Mehr Energietransparenz bei BSH Hausgeräte

     
Herausforderung

Energieeffizienz nachhaltig erhöhen

Die BSH Hausgeräte GmbH ist Europas größter Hausgerätehersteller und produziert in über 40 Fabriken in Europa, USA, Lateinamerika und Asien moderne Hausgeräte – von Backöfen über Geschirrspüler, Waschmaschinen, Kühl- und Gefrierschränke bis hin zu Staubsaugern, Kaffeevollautomaten, Wasserkochern, Bügeleisen oder Haartrocknern. Der nachhaltige Umgang mit Ressourcen ist fest in der Strategie des Traditionsunternehmens verankert – das gilt für die produzierten Geräte genauso wie für den eigenen Energieverbrauch. Im Rahmen eines konzernweiten Projekts sollte der Energieverbrauch nochmals deutlich reduziert werden – unter anderem mithilfe der Einführung eines systematischen Energiemonitorings in allen Fabriken.

 

Die Optimierung vorhandener Systeme, Anlagen und Maschinen erfordert die genaue Erfassung und Analyse der relevanten Verbrauchsdaten, wie sie nur ein systematisches Energiemonitoring leisten kann. BSH startete damit in der Kältegerätefabrik in Giengen: In einem über Jahrzehnte gewachsenen Werk werden dort mit modernsten Produktionsmethoden Kühl- und Gefrierschränke für den europäischen Markt gefertigt. Neue und ältere Anlagen sind gemischt vertreten, die Instandhaltung gut und die Rahmenbedingungen damit typisch für einen produzierenden Industriebetrieb. Zunächst ging es beim Energiemonitoring um Strom. Nicht zuletzt aus finanziellen Erwägungen, denn angesichts hoher jährlicher Elektrizitätskosten fallen Einsparungen an diesem Punkt besonders schnell ins Gewicht. Seit Mitte 2015 erfolgt sukzessive das weltweite Roll-out in allen BSH-Fabriken.

Lösung

Software-basierte Analyse von Energiedaten

Technisch fiel die Wahl auf kommunikationsfähige Messgeräte 7KM PAC aus dem Sentron-Portfolio von Siemens sowie die dazu gehörige Software powermanager. Die Software bildet mit den Messgeräten ein technisch einheitliches System. Sie überwacht und archiviert elektrische Kenngrößen wie Spannungen, Ströme, Leistungen, Energiewerte und Frequenzen – bis auf Anlagenebene. Im Giengener BSH-Werk sind dafür über 200 Messgeräte im Einsatz: Standardmodelle 7KM PAC 3200 zur Mittel- und Niederspannungserfassung sowie besonders leistungsfähige, vernetzbare 7KM PAC 4200. Auch andere Datenquellen lassen sich über die Software verarbeiten, etwa Druckluftzähler, Wasserzähler sowie weitere Sensoren für Erdgas, Helium, Sauerstoff und Stickstoff.
Nutzen

Transparente Energieflüsse

Über die Software werden die Leistungsmittelwerte der überwachten Kenngrößen in Ganglinienform angezeigt und können miteinander verglichen werden.

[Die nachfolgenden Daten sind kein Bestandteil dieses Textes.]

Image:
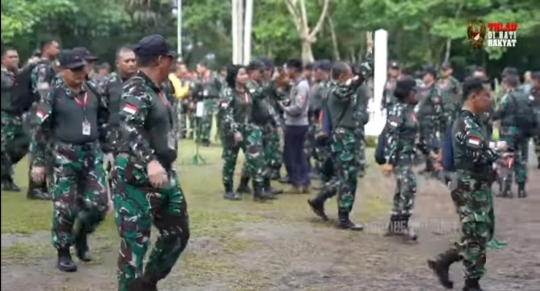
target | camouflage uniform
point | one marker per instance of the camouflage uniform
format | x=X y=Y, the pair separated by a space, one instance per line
x=13 y=150
x=237 y=117
x=79 y=191
x=511 y=134
x=471 y=193
x=430 y=113
x=402 y=139
x=147 y=134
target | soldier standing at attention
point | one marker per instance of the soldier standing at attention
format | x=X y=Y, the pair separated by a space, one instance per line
x=73 y=120
x=239 y=131
x=471 y=188
x=431 y=116
x=11 y=119
x=209 y=88
x=512 y=134
x=146 y=188
x=43 y=78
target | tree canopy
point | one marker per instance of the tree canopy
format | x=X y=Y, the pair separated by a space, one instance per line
x=420 y=32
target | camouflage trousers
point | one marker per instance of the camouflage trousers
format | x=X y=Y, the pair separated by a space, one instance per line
x=12 y=131
x=137 y=206
x=519 y=166
x=271 y=151
x=252 y=146
x=79 y=191
x=345 y=157
x=474 y=205
x=405 y=192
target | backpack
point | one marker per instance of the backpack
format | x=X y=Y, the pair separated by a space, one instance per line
x=448 y=151
x=23 y=91
x=381 y=144
x=525 y=113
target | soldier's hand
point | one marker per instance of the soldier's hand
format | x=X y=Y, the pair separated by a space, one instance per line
x=38 y=174
x=157 y=174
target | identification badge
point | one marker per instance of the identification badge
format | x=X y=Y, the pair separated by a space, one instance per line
x=171 y=140
x=86 y=128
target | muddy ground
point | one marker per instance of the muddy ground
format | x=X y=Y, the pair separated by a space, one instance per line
x=280 y=246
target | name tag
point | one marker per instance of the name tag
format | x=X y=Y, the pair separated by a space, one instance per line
x=86 y=128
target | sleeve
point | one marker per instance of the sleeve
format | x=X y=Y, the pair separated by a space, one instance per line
x=43 y=133
x=476 y=146
x=226 y=107
x=395 y=121
x=134 y=114
x=300 y=100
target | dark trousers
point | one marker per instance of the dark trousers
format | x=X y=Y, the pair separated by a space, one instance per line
x=294 y=156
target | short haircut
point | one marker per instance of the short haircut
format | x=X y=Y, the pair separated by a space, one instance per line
x=473 y=85
x=121 y=50
x=45 y=43
x=339 y=68
x=295 y=64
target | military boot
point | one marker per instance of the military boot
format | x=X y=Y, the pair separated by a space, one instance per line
x=243 y=188
x=441 y=267
x=230 y=194
x=522 y=193
x=65 y=263
x=472 y=285
x=395 y=226
x=81 y=243
x=268 y=188
x=345 y=223
x=259 y=195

So lassen sich beispielsweise Lastgänge verschiedener Fertigungslinien gegenüberstellen. Auch Störungen in den Anlagen werden transparent, und können schnell und nachhaltig behoben werden. Zudem sind Optimierungen für die BSH jetzt einfacher planbar und nachweisbar. Nicht zuletzt ist die Software flexibel und individuell konfigurierbar. Der Ressourcenverbrauch lässt sich direkt und exakt einzelnen Maschinen oder ganzen Wertströmen zuordnen. Verbesserungsmaßnahmen, beispielsweise durch eine temporäre Abschaltung oder optimierte Fahrweise von Anlagen, schlagen sich damit unmittelbar im Ergebnis der jeweiligen Produktionseinheit nieder. Die Software wie auch die Messgeräte 7KM PAC sind einfach zu installieren und zu nutzen. Die Messpunkte lassen sich über die vorhandene IT-Infrastruktur (LAN) direkt einbinden.